How some of this programme might be funded I will leave others to comment on.
Liberal Democrat (“Change Britain’s Future”). The Liberal Democrats focus on “clean air and green transport”. Specifics include:
- Support for a diesel scrappage scheme and encouragement of the swift take-up of electric and driverless vehicles.
- Extending Ultra Low Emission Zones (ULEZs) to ten more cities.
- All PHVs and buses in urban areas to run on ultra low or zero emission fuels within 5 years.
- Reform of vehicle taxation to encourage electric and low emission vehicles.
- Establish Government run companies to take over Southern Rail and Govia Thameslink due to severe failings of existing franchisees.
- Proceed with HS2, HS3 and Crossrail 2.
- Support the takeover of metro services in London by London Overground.

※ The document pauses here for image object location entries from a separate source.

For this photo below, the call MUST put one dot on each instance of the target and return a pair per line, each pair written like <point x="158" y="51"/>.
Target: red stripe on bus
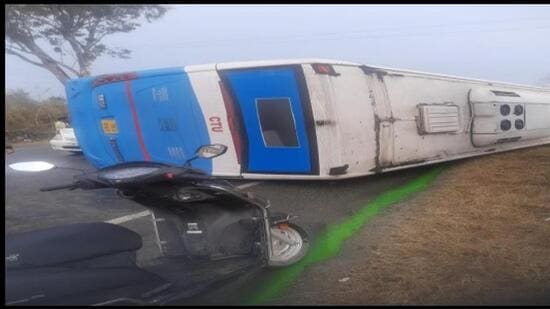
<point x="233" y="127"/>
<point x="135" y="117"/>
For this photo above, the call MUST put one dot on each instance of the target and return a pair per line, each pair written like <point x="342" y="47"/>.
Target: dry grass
<point x="480" y="235"/>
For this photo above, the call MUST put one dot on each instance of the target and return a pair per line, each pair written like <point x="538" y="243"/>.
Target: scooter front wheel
<point x="289" y="243"/>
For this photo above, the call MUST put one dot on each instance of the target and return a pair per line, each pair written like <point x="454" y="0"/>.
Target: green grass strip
<point x="330" y="242"/>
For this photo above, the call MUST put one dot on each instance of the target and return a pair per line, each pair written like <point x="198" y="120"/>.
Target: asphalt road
<point x="317" y="203"/>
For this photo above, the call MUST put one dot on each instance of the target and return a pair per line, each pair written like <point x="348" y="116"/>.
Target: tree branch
<point x="12" y="52"/>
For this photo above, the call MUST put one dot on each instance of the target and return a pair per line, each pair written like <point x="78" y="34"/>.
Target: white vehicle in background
<point x="65" y="140"/>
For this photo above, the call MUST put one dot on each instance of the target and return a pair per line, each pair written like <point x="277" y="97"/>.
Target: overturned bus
<point x="302" y="119"/>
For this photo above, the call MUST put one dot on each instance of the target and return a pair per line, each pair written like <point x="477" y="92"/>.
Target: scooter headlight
<point x="129" y="172"/>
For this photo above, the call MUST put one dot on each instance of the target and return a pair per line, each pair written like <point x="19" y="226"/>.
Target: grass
<point x="480" y="235"/>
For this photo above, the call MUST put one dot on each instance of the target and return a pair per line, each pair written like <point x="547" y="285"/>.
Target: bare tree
<point x="73" y="32"/>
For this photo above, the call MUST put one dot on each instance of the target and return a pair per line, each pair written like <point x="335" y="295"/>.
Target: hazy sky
<point x="503" y="43"/>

- They are opposed to expansion of Heathrow, Stansted or Gatwick and want to improve regional airports.
- Design cities as safe and attractive walking spaces.
To summarise therefore, all the parties support the promotion of zero emission (electric) vehicles. They all support more rail capacity in one form or another, but only UKIP would specifically cancel HS2. UKIP is “against” more things as one might expect from a populist protest party whereas the Conservatives have gone more for a “positive vision” with lots of the written equivalents of “sound-bites” using words such as “strong”, “stable” and “prosperous”. Actually interpreting what these fine words will mean in practice can be more difficult. The Labour and LibDem manifestos are very much in their traditional mode and hence might appeal more to their existing supporters than new ones. The impact of any party which might win the national election might be limited in London though as the Mayor is very much a dictator and can introduce his own policies and taxation (disguised as “charges”) to a great extent.
Perhaps it might be better to have a right-wind central Government to control the excesses of a left-leaning Mayor (look at some of the quite disastrous changes under Livingstone). But no doubt readers can all make their own minds up after reading the manifestos which are all available on the web.